President Obama's opponents on the issue argue that small-business owners who pay taxes on their profits through their personal income-tax filing will bear the brunt of the increased taxes on the wealthy, and, therefore, limit their ability to hire new workers at their small businesses.
To be quite frank, and since I'm a blogger and can use more colorful language than I could in a newspaper or a magazine, that argument is pure bullshit.
Small-business owners who include business profits on their personal-income tax forms are more often sole-proprietors like Eric Marburger, and they fall far short of the $250,000 income level that would be subject to restored higher taxes.
Marburger is a compensation expert. He agrees with me that the small-business owner who makes enough money to be be placed in the $250,000-or-higher tax bracket is a rare bird, indeed.
"I've certainly worked with folks that earn $250,000, but they're not small-business owners," Marburger told me. "They're executives of larger organizations. I've worked with a lot of health-care companies, hospitals and corporations, ... [and] the executives are the ones earning over $250,000 a year. I don't know that I've worked with any small-business owners that would fall into that category."
He also said his own income from private clients for the past few years amounts to about 30 percent of his annual take-home pay, which falls far below the $250,000 level. "Not even close," Eric said and laughs. "Not even close."
While I was a full-time business reporter and writer, I avoided doing profiles of business consultants because I considered them less than substantive parts of Colorado's economy. Self-employed contractors who don't employ others usually have little influence on the economy and, therefore, are often ignored by business journalists.
Now that I'm a self-employed journalist and wannabe consultant, I have a different perspective.
It's still true that small businesses with employees are the job-creators national, state and local governments are trying to stimulate nowadays to hurry up the nation's economic recovery.
But it is also true that the self-employed contractor -- a carpenter, electrician, even a business consultant -- is among those who suffer the effects of a business downturn, much like the unemployed who get laid off from small companies and larger ones as well.
The self-employed also add to the recovery when they get work as an economy improves.
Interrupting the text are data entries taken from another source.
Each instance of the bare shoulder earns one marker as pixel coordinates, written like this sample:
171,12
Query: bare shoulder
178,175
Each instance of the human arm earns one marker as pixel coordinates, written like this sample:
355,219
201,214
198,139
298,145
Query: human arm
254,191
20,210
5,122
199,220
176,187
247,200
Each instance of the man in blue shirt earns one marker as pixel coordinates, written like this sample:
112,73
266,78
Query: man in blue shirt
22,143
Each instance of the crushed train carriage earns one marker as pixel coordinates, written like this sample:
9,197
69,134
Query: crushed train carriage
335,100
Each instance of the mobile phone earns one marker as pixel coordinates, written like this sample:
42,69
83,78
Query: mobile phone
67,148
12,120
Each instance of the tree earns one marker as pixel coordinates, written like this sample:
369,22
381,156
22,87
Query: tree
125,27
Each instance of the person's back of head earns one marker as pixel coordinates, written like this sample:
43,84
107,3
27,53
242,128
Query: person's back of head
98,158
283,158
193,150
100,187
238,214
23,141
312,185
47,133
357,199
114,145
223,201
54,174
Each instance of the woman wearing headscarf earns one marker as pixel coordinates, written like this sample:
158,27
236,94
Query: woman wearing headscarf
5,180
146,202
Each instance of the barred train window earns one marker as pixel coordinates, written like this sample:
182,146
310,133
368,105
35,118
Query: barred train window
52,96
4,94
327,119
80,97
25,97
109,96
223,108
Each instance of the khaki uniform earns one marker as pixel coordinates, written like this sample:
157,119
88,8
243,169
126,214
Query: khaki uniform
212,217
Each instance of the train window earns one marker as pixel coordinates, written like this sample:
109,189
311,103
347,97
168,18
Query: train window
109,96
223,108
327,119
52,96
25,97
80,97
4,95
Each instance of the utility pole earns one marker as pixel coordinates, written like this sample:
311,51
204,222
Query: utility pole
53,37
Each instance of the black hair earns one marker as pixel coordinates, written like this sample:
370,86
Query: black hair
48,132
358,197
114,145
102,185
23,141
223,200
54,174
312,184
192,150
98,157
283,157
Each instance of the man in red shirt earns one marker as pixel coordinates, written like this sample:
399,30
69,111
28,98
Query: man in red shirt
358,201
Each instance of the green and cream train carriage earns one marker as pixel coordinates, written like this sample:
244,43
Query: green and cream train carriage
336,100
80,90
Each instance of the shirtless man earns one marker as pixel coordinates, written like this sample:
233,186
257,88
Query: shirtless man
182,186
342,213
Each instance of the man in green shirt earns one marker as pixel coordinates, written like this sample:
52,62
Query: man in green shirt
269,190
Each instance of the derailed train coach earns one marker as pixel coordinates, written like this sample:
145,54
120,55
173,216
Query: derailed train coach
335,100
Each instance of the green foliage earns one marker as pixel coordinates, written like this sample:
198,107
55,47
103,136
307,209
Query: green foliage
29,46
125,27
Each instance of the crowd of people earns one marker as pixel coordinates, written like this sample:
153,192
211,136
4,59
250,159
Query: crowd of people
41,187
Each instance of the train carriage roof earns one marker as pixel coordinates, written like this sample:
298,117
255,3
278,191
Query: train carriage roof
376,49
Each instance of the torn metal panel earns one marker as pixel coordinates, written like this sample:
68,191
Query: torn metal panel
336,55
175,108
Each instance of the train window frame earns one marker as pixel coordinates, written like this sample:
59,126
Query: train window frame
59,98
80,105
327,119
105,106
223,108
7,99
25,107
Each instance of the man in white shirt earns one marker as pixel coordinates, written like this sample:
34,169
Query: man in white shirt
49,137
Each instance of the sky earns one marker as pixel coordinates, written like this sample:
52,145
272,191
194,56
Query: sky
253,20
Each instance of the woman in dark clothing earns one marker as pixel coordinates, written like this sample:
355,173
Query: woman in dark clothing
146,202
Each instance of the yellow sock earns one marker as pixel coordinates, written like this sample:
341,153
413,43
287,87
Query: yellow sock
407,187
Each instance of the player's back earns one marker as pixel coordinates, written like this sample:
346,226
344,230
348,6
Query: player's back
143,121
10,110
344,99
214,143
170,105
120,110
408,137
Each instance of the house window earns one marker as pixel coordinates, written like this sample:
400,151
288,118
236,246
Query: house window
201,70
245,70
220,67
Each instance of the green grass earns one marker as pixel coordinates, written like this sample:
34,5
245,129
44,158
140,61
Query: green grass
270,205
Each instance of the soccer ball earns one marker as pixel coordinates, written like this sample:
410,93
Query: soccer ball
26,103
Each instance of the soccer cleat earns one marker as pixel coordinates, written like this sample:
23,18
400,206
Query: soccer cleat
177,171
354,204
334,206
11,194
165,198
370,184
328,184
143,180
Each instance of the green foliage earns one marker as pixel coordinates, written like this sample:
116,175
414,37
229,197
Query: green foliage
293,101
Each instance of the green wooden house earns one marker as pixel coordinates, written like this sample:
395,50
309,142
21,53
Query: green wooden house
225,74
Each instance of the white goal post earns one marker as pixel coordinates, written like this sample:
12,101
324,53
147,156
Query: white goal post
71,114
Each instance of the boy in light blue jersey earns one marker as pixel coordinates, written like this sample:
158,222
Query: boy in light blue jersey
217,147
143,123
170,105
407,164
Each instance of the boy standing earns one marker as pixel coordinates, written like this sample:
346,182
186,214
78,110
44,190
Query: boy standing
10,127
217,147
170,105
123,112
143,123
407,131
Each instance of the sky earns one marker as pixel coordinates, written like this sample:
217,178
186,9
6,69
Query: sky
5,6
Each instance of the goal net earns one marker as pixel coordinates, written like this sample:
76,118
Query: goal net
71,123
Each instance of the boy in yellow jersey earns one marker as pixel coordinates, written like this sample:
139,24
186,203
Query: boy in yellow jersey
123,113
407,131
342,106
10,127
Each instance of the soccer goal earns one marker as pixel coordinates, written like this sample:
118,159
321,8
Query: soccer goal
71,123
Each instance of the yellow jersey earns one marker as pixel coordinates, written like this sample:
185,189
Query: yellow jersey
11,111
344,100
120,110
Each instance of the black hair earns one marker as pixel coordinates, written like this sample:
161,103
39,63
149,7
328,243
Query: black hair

As Obama says over and over, we're all in this together. The rich people who made money during most of the Bush era leading up to the nation's latest economic downturn may have to give back a little of it to put a bunch of middle-class business consultants, construction workers and professionals back on the job.
Furthermore, if you've been making $250,000 a year through the downturn, it seems like a small price to pay for the privilege.